SNAP snappy will only work using the same python executable that was used for the configuration. On systems shared by multiple users working on different projects it is recommended that each user install Anaconda3 to a private location so a configuration change made by one user won’t affect other users. It appears that you installed Anaconda3 using “admin” privileges. If you are the only user of the system that should not cause problems.

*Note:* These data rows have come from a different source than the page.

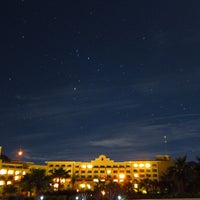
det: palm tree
[21,169,50,199]
[51,168,70,191]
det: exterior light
[0,169,7,175]
[40,196,44,200]
[101,190,106,196]
[133,163,138,167]
[117,195,122,200]
[145,163,151,168]
[139,163,144,167]
[119,174,125,179]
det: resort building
[46,155,173,189]
[0,147,173,190]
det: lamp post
[17,147,23,194]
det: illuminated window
[0,169,7,175]
[133,163,138,167]
[0,181,5,185]
[119,174,125,179]
[139,163,144,167]
[145,163,151,168]
[8,170,14,175]
[107,170,111,174]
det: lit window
[87,165,92,169]
[0,181,5,185]
[119,174,125,179]
[14,176,20,181]
[15,171,19,175]
[145,163,151,168]
[139,163,144,167]
[133,163,138,167]
[0,169,7,175]
[8,170,14,175]
[107,170,111,174]
[7,181,12,185]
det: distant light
[40,196,44,200]
[117,195,122,200]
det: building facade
[0,145,173,190]
[46,155,173,189]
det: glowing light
[101,190,106,196]
[119,174,125,179]
[145,163,151,168]
[107,169,111,174]
[80,183,85,188]
[87,165,92,169]
[14,176,20,181]
[7,181,12,185]
[18,149,23,156]
[117,195,122,200]
[0,181,5,185]
[133,163,138,167]
[81,165,86,169]
[0,169,7,175]
[15,171,19,175]
[8,170,14,175]
[139,163,144,167]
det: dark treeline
[3,156,200,200]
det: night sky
[0,0,200,163]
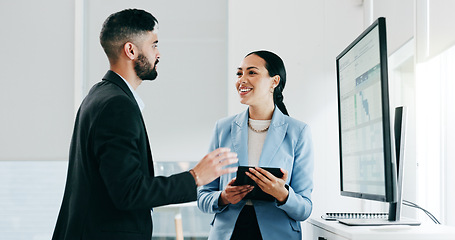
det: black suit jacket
[52,71,196,240]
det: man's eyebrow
[237,66,259,70]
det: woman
[198,51,313,240]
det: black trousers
[231,205,262,240]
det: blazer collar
[103,70,136,102]
[231,106,288,166]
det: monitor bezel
[336,17,396,202]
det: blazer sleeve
[276,124,314,221]
[197,122,227,213]
[92,95,196,210]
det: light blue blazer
[197,107,314,240]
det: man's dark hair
[100,9,158,62]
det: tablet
[233,166,283,201]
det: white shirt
[248,118,272,167]
[116,73,145,112]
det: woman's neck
[249,105,275,120]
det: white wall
[0,0,74,161]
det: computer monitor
[336,17,417,225]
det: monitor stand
[338,218,420,226]
[338,106,420,226]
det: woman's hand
[246,167,289,203]
[218,178,254,205]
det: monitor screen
[336,18,395,202]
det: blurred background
[0,0,455,240]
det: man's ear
[123,42,138,60]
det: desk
[153,202,197,240]
[304,218,455,240]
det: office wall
[0,0,74,161]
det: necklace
[248,120,270,133]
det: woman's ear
[123,42,137,60]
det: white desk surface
[308,218,455,240]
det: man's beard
[134,53,159,81]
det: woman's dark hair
[245,50,289,116]
[100,9,158,61]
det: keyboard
[321,212,389,221]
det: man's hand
[218,178,254,205]
[190,148,239,187]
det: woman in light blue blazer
[198,51,313,240]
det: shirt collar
[115,73,145,112]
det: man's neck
[110,65,142,90]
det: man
[52,9,238,240]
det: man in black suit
[52,9,238,240]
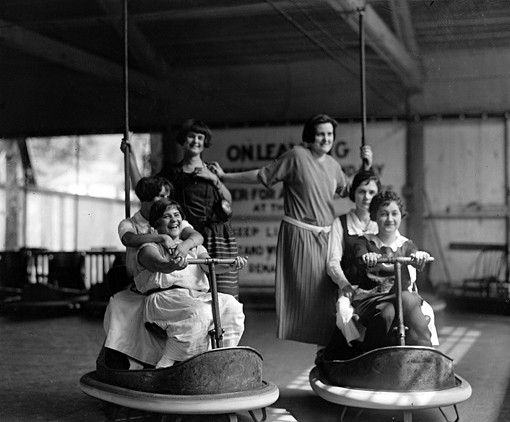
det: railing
[0,249,125,293]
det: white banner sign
[197,122,405,286]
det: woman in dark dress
[126,119,239,299]
[158,119,239,299]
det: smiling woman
[134,199,246,368]
[208,114,372,352]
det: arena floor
[0,298,510,422]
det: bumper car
[309,257,472,422]
[80,258,279,421]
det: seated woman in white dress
[134,199,247,368]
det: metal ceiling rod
[122,0,131,218]
[357,7,367,147]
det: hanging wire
[266,0,400,111]
[122,0,131,218]
[358,8,367,147]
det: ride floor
[0,300,510,422]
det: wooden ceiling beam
[97,0,169,76]
[0,19,166,96]
[324,0,424,91]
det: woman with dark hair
[209,114,372,346]
[127,119,239,298]
[353,191,433,351]
[134,199,247,368]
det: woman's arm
[170,226,204,258]
[121,232,175,249]
[327,218,350,289]
[137,244,188,274]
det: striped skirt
[202,222,239,299]
[276,221,338,345]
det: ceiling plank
[324,0,424,91]
[93,0,169,76]
[0,19,166,95]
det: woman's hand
[170,247,189,271]
[193,166,218,183]
[361,252,382,267]
[230,256,248,271]
[411,251,430,270]
[340,284,356,302]
[160,234,175,253]
[360,145,374,170]
[208,161,225,180]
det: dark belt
[145,286,185,296]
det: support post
[5,139,22,251]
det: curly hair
[302,114,338,144]
[135,176,174,202]
[176,119,212,148]
[149,199,186,228]
[349,170,382,202]
[369,190,407,221]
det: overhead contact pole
[357,8,367,147]
[122,0,131,218]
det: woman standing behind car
[126,119,239,299]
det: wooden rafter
[93,0,169,76]
[324,0,424,91]
[0,19,167,96]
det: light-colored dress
[103,211,192,365]
[134,243,244,361]
[259,146,348,344]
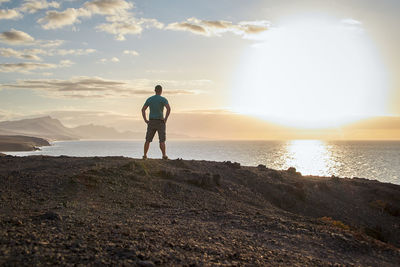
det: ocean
[7,140,400,184]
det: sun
[232,17,388,128]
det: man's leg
[158,121,168,159]
[160,142,167,158]
[143,121,157,159]
[143,141,150,158]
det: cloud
[96,18,164,41]
[0,76,210,98]
[0,60,74,74]
[0,9,21,20]
[0,62,57,73]
[96,22,143,41]
[124,50,139,56]
[84,0,133,15]
[36,40,64,47]
[0,29,35,45]
[341,18,362,26]
[37,0,133,32]
[51,48,96,56]
[37,8,91,30]
[20,0,60,14]
[0,47,46,61]
[0,29,64,47]
[166,18,270,37]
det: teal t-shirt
[144,95,168,119]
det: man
[142,85,171,159]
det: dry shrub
[320,216,350,230]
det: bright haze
[0,0,400,140]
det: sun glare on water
[232,18,388,128]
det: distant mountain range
[0,116,190,140]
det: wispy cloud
[0,76,210,98]
[19,0,60,14]
[341,18,362,26]
[0,60,74,74]
[54,48,96,56]
[0,9,22,20]
[166,18,270,36]
[0,29,64,47]
[84,0,133,15]
[37,8,91,30]
[0,47,46,61]
[38,0,164,41]
[0,29,35,45]
[0,62,57,73]
[124,50,139,56]
[96,17,164,41]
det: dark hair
[155,85,162,93]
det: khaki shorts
[146,120,166,143]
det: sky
[0,0,400,139]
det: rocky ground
[0,156,400,266]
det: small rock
[136,260,155,267]
[39,211,61,221]
[257,164,267,170]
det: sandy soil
[0,156,400,266]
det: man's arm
[142,105,149,123]
[164,104,171,123]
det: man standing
[142,85,171,159]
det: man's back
[144,95,168,120]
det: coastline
[0,135,50,152]
[0,156,400,266]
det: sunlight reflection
[282,140,336,176]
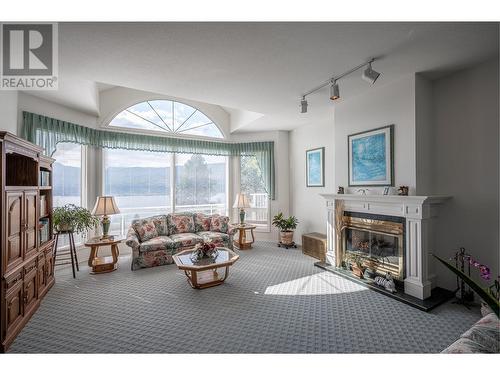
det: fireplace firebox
[341,211,405,281]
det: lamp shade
[92,196,120,216]
[233,193,252,208]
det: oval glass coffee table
[173,247,240,289]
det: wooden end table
[85,236,124,274]
[232,224,257,250]
[173,248,239,289]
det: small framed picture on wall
[347,125,394,186]
[306,147,325,187]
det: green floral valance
[21,112,275,199]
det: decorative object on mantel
[398,185,410,196]
[347,125,394,186]
[306,147,325,187]
[356,189,370,195]
[273,212,299,249]
[374,273,397,293]
[191,241,219,263]
[433,253,500,316]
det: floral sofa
[442,308,500,353]
[125,213,234,270]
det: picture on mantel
[347,125,394,186]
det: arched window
[109,100,224,138]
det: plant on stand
[52,204,99,233]
[273,212,299,245]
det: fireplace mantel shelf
[320,194,451,204]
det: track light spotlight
[330,81,340,100]
[300,96,307,113]
[361,63,380,85]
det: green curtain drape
[21,111,275,200]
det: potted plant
[273,212,299,245]
[348,253,365,279]
[52,204,99,233]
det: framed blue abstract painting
[306,147,325,187]
[347,125,394,186]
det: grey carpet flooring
[10,242,480,353]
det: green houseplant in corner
[52,204,99,233]
[273,212,299,245]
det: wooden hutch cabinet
[0,132,54,352]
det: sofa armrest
[125,227,140,250]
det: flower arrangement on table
[433,253,500,316]
[191,240,219,261]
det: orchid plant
[433,254,500,316]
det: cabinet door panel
[45,249,54,285]
[24,191,38,259]
[2,280,23,336]
[37,253,47,295]
[24,262,38,315]
[3,191,24,272]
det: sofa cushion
[441,337,489,354]
[167,213,195,234]
[210,215,229,233]
[194,213,212,232]
[132,217,158,242]
[197,231,229,243]
[139,236,175,253]
[152,215,169,236]
[170,233,203,248]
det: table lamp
[92,196,120,239]
[233,193,252,226]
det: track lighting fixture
[300,96,307,113]
[300,58,380,113]
[330,81,340,100]
[361,63,380,85]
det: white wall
[334,74,416,194]
[415,74,436,195]
[290,120,336,243]
[0,90,18,135]
[433,59,500,288]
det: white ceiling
[25,22,499,132]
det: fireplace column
[326,200,337,266]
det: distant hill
[53,162,226,200]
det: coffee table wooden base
[85,237,123,274]
[184,266,229,289]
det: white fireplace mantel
[321,194,451,299]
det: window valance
[21,111,275,199]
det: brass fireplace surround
[341,215,404,281]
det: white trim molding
[320,194,451,300]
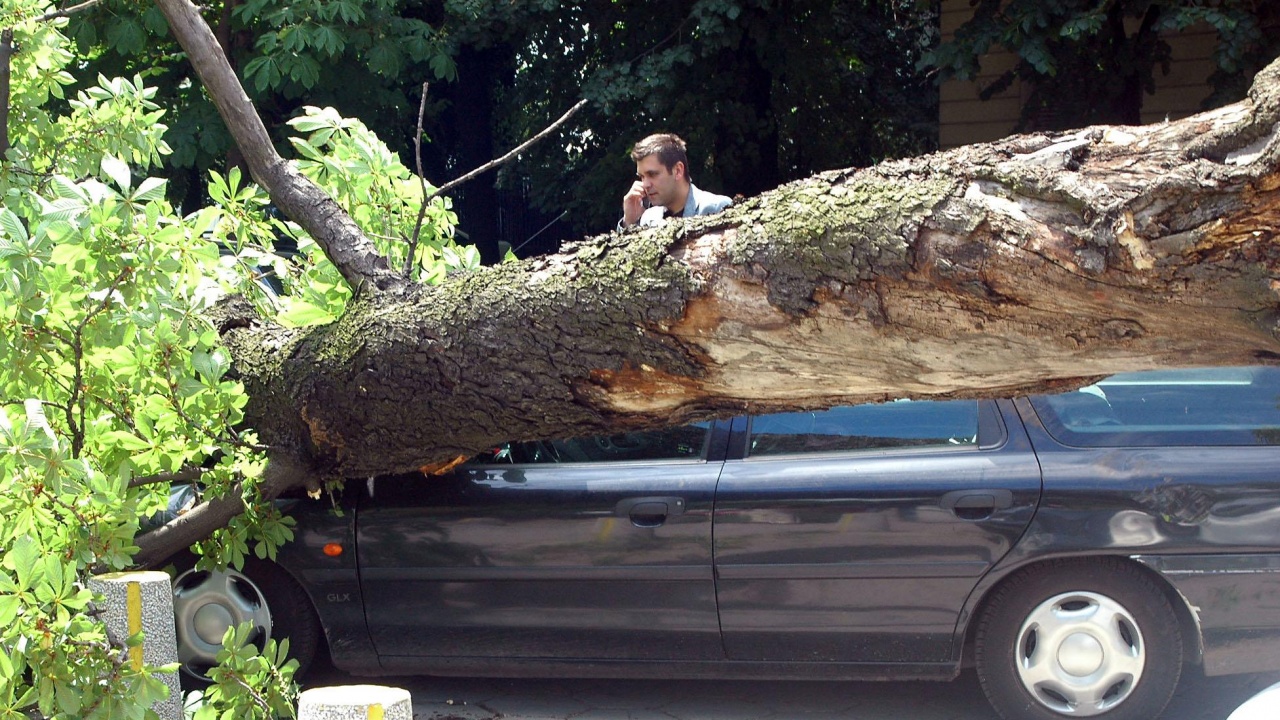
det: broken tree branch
[156,0,403,291]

The text in the youtube video is not clear on a small laptop screen and kept stalling (too many people working from home?) for me, but it appears that you have missed the last step, “Configure Python” in the wiki document. There are several other Python modules named “snappy”, so it is usually best to keep SNAP snappy in the original %USERPROFILE%\.snap\snap-python\snappy location and add that location to your python scripts as described in the wiki article.
Python 2.7 is at “end-of-life” but is still needed by sites that have a collection of scripts built using 2.7. If you are just starting you are advised to use a Conda environment with python 3.6 (the most recent version supported in SNAP 8).
I had a ArcGIS on my computer and it had python in it. So, I removed it and tried again based on this tutorial (you tube) and it seems it is OK.
Would you please let me know how can I be sure about snappy installation on my computer?
I’m not sure what was done other than removing QGIS to cause the two import snappy lines to give different results.
QGIS is very useful in combination with SNAP and does not usually conflict with other python installations. We can’t say much about how SNAP snappy will work for you, only try to help when it fails. The important things are a) learning how to describe a problem in a way that is easy for others to reproduce (It is helpful if you cut and paste terminal output as text), and b) learning more about python so that you can troubleshoot on your own. Watch out for 3rd party packages named “snappy” and 3rd party scripts using SNAP snappy but assume python3 (where print is a function).